Apparently he and Peter Thiel also used to debate about who was going to get to Mars first. In the lecturer's words: "Yeah, looks like Elon is probably gonna win that one now."
A Space-X booster failure isn't a disaster. Fortunately, Space-X fuels remotely. The USSR had booster explosions during fueling in 1960 and in 1980, each with tens of casualties. If Space-X can find out what's wrong and fix it, it's not a huge setback. If the craft had been manned, the pad abort system would have saved the crew; the payload module was unharmed for the first few seconds, enough time for the capsule to launch. The Falcon launch failure rate is about 4%, which is on a par with everybody else.[1]. But that's not counting this as a launch failure.

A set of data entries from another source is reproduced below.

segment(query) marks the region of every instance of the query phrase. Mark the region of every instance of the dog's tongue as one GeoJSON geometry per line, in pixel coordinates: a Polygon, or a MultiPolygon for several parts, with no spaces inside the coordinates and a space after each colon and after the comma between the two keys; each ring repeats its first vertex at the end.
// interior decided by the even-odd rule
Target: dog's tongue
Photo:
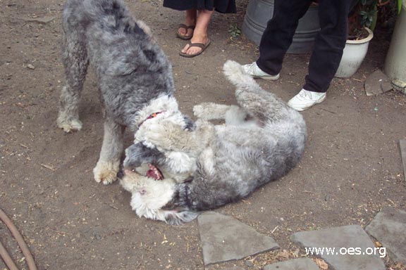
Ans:
{"type": "Polygon", "coordinates": [[[152,164],[149,164],[148,166],[149,167],[149,169],[147,171],[147,176],[148,177],[153,178],[155,180],[162,180],[164,179],[164,176],[161,171],[159,171],[159,169],[152,164]]]}

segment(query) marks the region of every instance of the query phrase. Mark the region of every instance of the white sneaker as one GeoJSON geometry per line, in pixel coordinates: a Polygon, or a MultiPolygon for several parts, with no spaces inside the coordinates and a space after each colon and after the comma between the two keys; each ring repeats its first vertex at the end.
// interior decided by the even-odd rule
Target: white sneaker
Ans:
{"type": "Polygon", "coordinates": [[[292,98],[288,105],[300,112],[309,108],[314,104],[320,103],[326,99],[326,93],[312,92],[302,89],[292,98]]]}
{"type": "Polygon", "coordinates": [[[279,79],[279,74],[276,75],[270,75],[268,73],[266,73],[261,70],[258,65],[257,65],[257,63],[254,62],[251,64],[243,65],[242,68],[244,71],[247,72],[249,75],[254,78],[261,78],[264,79],[269,79],[270,81],[276,81],[279,79]]]}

Tesla's "autopilot" was too much, too fast. It's not very good and was promoted as being more capable than it is. Tesla really needs to enforce hands-on-wheel strictly.
The Tesla Model 3 at $35K with big production volume is a big risk. It will probably come out late, at $50K+, and in lower initial volume. But it should make it out the plant door at some point. That's the biggest risk item in all this. Remember that when Musk announced the proposed Model 3 production schedule, the two top people in production quit. They clearly knew the goal wasn't realistic.
Tesla buying Solar City looks more like a bailout. The big Solar City risk is that they're building their own solar panels. They could be undercut by competition from China, as Applied Materials was. Solar City has the advantage that their plant sells to themselves, so they can resist competition to some extent. Solar City's big vulnerability is that they're heavily dependent on Government subsidies. Those are gradually going away as solar becomes able to stand on its own.
The big risks are financial, not technical. Hence the pressure at Tesla to cut costs, and probably use creative accounting, to get a profitable quarter.
Isn't it obvious? Look at him, look at what kind of people he is looking to hire. He is not looking at people that are mature, balanced and harmonious. He is looking for people to burn with passion and work enormous efforts. Well when you conduct your life like this you can't have too many outcomes but most likely one of those worthy of drama awards :)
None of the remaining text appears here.